Follow me, I’m right behind you

Jori Clijmans
0smosis
Published in
3 min readJan 26, 2018

A great number of incumbents are carrying out Agile transformation programs to achieve more flexibility, efficiency and customer orientation, triggered by the disruptive approaches of some new entrants and FinTechs. This might just become one of the most ambitious transformations these organizations have ever gone through. How can top-level management inspire the organization to take part in this crucial endeavor? They need to take the lead by practicing Agile principles themselves.

An Agile transformation requires changes at three different levels:

  • Technological change: putting in place new tooling and technologies to support more automated and flexible testing, configuration, release and versioning. Generally, incumbents are rather experienced in big implementations. Despite the complexity of building these DevOps capabilities, this part of the transformation may be the most obvious.
  • Organizational change: reshaping the decision processes and building the appropriate skillset for the new organizational roles. Process descriptions, team composition, hierarchical lines, and personal capabilities will need to be aligned to the new target operating model.
  • Cultural change: changing the culture of an organization implies changing the way employees behave and are managed in their daily activities. It will require continuous and intense coaching. This will impact habits that have been the de factonorm for many years.

Humans tend to develop these habits through imitation and experience of success or failure. The human brain will unconsciously store successful attempts as best practices. Inspiring people are imitated. For children this mainly comes down to copying parents’ behavior. Later, people will start imitating inspiring leaders. Therefore, to achieve the cultural change towards an Agile organization, it is crucial that organization leaders also apply Agile principles themselves. When those principles will be successfully applied at boardroom level, and adequately documented and available, they will be the inspiration for other leaders.

Agile management teams apply scrum principles as backlog prioritization, sprints, T-shaped team members, daily stand-ups, and visual management of the backlog:

  • Impacts on the long term vision are split into epics and user stories. Periodically, this backlog is prioritized by the management team itself. Epics with the highest priority will be refined and taken up first.
  • For the duration of a sprint, usually varying from 2 to 4 weeks, a stable set of top priorities is established as a basis for this sprint. Once a task is taken up, it has one owner which will work towards closing the task before the end of the sprint.
  • T-shaped management teams let go of the principle of having clear-cut responsibilities and embrace the idea of the whole team being responsible for general management, while recognizing all team members have different knowledge areas.
  • Thirty-minute daily stand-up meetings replace the monthly management marathon meetings. Each management team member informs the rest of the team about their achievements, planned tasks and impediments which are blocking progress. Depending on agenda issues, physical meetings could be replaced by conference calls, potentially during commuting.
  • Transparency to the rest of the organization could be ensured through giving access to the visuals supporting the sprint and backlog management. This way, it is crystal clear what the top-level priorities are, which tasks are in progress and who is accountable for its execution.

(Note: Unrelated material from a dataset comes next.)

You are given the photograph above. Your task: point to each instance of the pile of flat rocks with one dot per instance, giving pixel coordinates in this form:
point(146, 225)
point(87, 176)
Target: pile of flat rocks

In 2012, Haley Reinhart was singing “Follow me, I’m right behind you”. Though she was most probably not talking about Agile transformations, it may illustrate why some transformations have failed. Leading by example could significantly increase chances of success, by impacting the most difficult part of the change: the culture which is often strongly embedded in the organization and the mindset of people working there.

The Agile revolution has started. It is up to you as a leader to show the example and make it a success within your organization.